Schedule 2 deals with matters of pure statute law revision consisting of minor technical changes to legislation that the Parliamentary Counsel considers are appropriate for inclusion in the bill. Examples of amendments in schedule 2 are those arising out of the enactment or repeal of other legislation, those correcting duplicated numbering and those updating terminology. Schedule 3 contains statute law revision amendments that are consequential on the enactment of the Legal Profession Act 2004. Examples of amendments in schedule 3 include standardising terms used in other Acts so that they are consistent with those used in that Act, and updating references to the Legal Profession Act 1987 which is now repealed. Schedule 4 repeals a number of Acts and regulations and provisions of Acts. The Acts and instruments that were amended by the Acts or provisions being repealed are up to date and available electronically on the legislation database maintained by the Parliamentary Counsel's Office.
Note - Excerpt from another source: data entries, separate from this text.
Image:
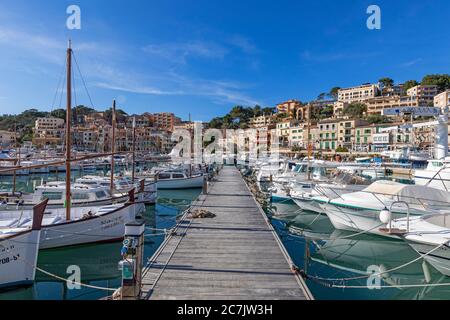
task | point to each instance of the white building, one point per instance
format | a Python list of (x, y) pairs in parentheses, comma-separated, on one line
[(358, 94), (442, 100), (296, 136), (7, 138)]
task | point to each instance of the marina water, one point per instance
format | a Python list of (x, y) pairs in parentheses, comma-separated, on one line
[(308, 238)]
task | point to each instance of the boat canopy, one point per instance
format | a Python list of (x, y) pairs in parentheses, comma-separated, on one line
[(410, 193)]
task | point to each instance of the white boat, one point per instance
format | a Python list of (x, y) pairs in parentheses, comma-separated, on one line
[(82, 195), (436, 175), (19, 249), (331, 186), (360, 211), (179, 180), (86, 224), (122, 186), (429, 235)]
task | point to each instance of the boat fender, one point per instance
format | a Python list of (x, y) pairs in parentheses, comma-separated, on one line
[(385, 216)]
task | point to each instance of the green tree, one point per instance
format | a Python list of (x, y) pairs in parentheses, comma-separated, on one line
[(59, 113), (442, 81), (334, 93), (386, 82), (410, 84), (321, 96)]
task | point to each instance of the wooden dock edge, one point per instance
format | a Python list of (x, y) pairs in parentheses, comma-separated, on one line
[(300, 280)]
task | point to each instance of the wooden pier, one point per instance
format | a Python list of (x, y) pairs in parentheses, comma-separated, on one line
[(235, 255)]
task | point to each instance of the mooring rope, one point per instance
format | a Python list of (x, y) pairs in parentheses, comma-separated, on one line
[(379, 274), (58, 277)]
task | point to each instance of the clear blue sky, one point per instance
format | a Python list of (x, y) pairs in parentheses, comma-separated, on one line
[(204, 56)]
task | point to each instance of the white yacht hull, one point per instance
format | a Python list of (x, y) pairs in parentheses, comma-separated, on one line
[(433, 179), (18, 259), (439, 259), (308, 205), (102, 228), (188, 183), (355, 220)]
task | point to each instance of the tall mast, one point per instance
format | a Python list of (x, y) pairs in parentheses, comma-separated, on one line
[(309, 143), (17, 157), (68, 131), (134, 150), (113, 145)]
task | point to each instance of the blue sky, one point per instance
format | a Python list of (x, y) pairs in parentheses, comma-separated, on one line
[(205, 56)]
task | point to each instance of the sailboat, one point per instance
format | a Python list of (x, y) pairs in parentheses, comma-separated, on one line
[(70, 225), (19, 249)]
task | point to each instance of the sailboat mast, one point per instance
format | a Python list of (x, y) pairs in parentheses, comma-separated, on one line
[(113, 145), (15, 162), (134, 150), (68, 130), (309, 142)]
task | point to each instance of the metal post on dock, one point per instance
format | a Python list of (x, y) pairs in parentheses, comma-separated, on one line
[(131, 265), (205, 185)]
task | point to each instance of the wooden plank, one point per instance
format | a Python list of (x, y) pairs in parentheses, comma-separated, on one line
[(235, 255)]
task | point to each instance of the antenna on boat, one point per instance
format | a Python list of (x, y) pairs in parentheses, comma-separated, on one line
[(309, 143), (68, 129), (134, 150), (113, 146)]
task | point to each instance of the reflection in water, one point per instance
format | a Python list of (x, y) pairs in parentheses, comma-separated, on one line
[(325, 253), (98, 263)]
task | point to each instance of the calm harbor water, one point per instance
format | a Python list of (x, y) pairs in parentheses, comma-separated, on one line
[(304, 234)]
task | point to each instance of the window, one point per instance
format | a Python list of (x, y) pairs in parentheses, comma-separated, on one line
[(51, 195)]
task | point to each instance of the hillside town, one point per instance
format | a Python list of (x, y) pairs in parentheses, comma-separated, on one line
[(346, 120)]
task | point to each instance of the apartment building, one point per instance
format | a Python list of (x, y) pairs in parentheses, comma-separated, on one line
[(85, 139), (7, 138), (49, 131), (347, 137), (442, 100), (358, 94), (283, 130), (297, 136), (378, 104), (425, 92), (364, 137), (293, 109), (141, 121), (166, 120), (338, 108), (262, 121)]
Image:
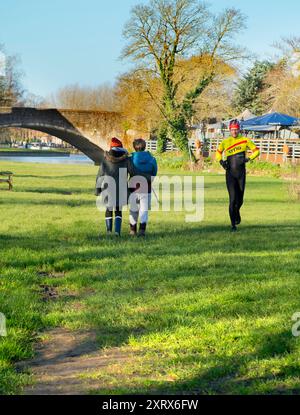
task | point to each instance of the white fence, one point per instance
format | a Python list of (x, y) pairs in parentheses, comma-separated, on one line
[(271, 149)]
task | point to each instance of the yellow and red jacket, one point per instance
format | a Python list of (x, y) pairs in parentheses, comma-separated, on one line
[(240, 144)]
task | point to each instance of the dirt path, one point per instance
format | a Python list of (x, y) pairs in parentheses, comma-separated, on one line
[(64, 357)]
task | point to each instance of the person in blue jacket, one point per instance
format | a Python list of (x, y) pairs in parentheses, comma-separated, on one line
[(144, 165)]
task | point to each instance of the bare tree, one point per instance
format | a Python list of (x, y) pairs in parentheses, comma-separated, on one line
[(161, 33)]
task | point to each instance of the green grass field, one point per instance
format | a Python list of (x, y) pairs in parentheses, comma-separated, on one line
[(205, 311)]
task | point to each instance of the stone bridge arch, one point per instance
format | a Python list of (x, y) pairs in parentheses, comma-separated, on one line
[(88, 131)]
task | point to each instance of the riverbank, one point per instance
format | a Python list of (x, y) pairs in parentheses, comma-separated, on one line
[(217, 307)]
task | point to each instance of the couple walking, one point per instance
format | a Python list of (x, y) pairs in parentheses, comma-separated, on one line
[(112, 184)]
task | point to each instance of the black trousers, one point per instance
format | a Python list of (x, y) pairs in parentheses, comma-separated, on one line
[(236, 184)]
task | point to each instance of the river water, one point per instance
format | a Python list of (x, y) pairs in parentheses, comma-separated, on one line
[(72, 159)]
Schedule 5 contains general savings, transitional and other provisions. These include provisions dealing with the effect of amendments on amending provisions, savings clauses for the repealed Acts, and a power to make regulations for savings and transitional matters, if necessary. The various amendments are explained in detail in explanatory notes set out beneath the amendments to each of the Acts and statutory instruments concerned or at the beginning of the schedule concerned. If any amendment causes concern or requires clarification, it should be brought to my attention. If necessary, I will arrange for government officers to provide additional information on the matters raised. If any particular matter of concern cannot be resolved and is likely to delay the passage of the bill, the Government is prepared to consider withdrawing the matter from the bill. I commend the bill to the House.
Mr THOMAS GEORGE (Lismore) [8.20 p.m.]: I lead for the Opposition on the Statute Law (Miscellaneous Provisions) Bill (No. 2). I will be the only Opposition speaker in the debate. The Opposition has no problems with the bill. The shadow Attorney General has indicated that he is happy to accept the proposals in the bill. Therefore the Opposition supports the bill as is.
Motion agreed to.
Bill read a second time and passed through remaining stages.